Cinema Review: Morning Glory (2010)

As soon as Harrison Ford shows up in Morning Glory, you're left in no doubt that this is the most engaged and entertaining he's been in years - perhaps dating back to The Fugitive. Amusingly, his best role in ages sees him playing a curmudgeonly grouch with a giant chip on his shoulder who seems to hate everyone and everything. He's Mike Pomeroy, one-time respected news anchor, now relegated to the little leagues. Worse, he's forced into presenting a struggling breakfast TV show called Daybreak (the unintended irony of which will not be lost on most UK viewers) by an upstart young producer intent on turning its - and his - fortunes around. But before Ford threatens to hog most of the words in this review, let's get one thing straight: he's a supporting player. The aforementioned young producer is the film's central character, Becky Fuller (Rachel McAdams), hired on a hunch by Jeff Goldblum's bastard exec.

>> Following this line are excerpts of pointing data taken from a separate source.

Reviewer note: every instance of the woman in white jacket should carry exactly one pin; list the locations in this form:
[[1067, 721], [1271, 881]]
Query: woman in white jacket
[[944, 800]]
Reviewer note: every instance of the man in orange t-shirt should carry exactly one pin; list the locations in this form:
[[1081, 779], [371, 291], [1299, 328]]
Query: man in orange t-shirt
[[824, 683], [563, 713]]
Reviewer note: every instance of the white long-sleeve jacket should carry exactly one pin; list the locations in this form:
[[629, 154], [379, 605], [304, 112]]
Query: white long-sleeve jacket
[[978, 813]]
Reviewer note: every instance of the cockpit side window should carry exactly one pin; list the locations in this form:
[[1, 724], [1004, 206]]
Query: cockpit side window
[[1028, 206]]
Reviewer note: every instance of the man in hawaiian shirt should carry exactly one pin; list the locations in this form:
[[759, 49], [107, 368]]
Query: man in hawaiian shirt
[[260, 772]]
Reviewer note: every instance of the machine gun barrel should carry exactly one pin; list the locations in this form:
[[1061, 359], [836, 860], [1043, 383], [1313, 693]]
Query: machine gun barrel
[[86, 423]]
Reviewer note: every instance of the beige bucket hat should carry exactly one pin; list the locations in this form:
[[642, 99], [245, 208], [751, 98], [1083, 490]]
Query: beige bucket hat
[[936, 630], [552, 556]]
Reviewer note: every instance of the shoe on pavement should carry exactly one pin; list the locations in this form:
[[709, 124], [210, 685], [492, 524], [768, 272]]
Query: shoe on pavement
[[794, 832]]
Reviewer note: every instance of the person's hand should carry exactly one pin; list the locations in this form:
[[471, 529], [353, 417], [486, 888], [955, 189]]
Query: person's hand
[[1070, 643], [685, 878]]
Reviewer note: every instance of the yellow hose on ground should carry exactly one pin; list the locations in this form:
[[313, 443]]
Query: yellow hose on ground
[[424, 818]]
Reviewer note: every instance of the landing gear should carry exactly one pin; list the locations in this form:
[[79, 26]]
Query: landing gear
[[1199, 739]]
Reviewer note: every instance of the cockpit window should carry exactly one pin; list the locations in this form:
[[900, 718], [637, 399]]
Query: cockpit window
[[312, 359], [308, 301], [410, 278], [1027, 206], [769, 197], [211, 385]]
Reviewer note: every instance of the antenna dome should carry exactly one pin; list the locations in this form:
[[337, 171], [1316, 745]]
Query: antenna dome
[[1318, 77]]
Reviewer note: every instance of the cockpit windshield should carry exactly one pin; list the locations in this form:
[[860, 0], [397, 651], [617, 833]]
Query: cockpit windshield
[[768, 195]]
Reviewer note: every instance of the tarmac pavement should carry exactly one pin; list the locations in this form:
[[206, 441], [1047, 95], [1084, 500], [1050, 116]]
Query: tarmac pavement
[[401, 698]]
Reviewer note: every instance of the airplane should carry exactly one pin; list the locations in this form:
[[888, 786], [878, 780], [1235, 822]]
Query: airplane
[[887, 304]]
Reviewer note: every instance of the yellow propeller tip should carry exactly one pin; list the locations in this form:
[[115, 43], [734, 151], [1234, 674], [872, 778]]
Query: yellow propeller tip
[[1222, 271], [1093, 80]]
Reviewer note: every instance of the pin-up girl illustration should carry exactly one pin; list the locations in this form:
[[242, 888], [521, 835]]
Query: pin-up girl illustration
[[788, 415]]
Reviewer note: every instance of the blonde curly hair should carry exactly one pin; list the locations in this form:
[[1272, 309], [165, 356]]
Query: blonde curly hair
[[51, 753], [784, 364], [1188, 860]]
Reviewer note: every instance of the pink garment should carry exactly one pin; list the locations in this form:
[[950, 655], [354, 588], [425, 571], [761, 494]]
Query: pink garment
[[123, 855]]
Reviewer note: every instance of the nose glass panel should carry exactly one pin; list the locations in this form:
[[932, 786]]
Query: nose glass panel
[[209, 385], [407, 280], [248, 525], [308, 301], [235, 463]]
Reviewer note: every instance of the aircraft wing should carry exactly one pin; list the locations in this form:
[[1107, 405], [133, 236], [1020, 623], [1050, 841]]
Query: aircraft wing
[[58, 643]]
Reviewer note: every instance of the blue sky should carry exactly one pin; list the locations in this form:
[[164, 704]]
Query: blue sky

McAdams is practically heroic in this movie, and not just in the usual protagonist sense. She carries it along on her shoulders, investing the part with masses of energy and likeability - not a scene goes by (and she's in nearly every one) in which she isn't working like a mad thing. It could be exhausting to watch, but instead it's hugely engaging and engrossing. At the start of the film, she's fired from her previous producing job; a subsequent montage shows her being rejected multiple times by prospective employers. She only manages to get the Daybreak job through sheer desperate begging, and it's thought of as a poisoned chalice anyway, as its ratings are in an apparently terminal nosedive. Cue a typical underdog-comes-good story told very well indeed, with a lively tempo and an enjoyable sense of humour that stems from the characters rather than being forced in like a bad sitcom. You do have to feel for weathermen though, who always seem the butt of the joke.

Much of the film has echoes of TV show Studio 60 on the Sunset Strip - one of Aaron Sorkin's rare blips - but where that failed (it was set behind the scenes on a comedy show, but the comedy bits weren't funny), Morning Glory succeeeds (it is funny, despite depicting the world of news reporting rather than comedy). The winning characters - and the unscrupulous slimeballs - are all well written and immaculately performed. The only element that comes across as rather rote and unnecessary is the romantic subplot with Patrick Wilson, which is little more than window dressing - an apparent concession to genre convention. Director Roger Michell has past experience in quality comedy-drama, though (he directed Notting Hill), and he keeps a knowledgeable, sturdy hand on proceedings, ensuring they never dip too far into gushy sentiment.



Summary
Snappily written, tightly directed and very well performed, Morning Glory is a triumph. For Ford it could be the start of a career renaissance, and for McAdams, perhaps a deserved stepping stone to bigger stardom.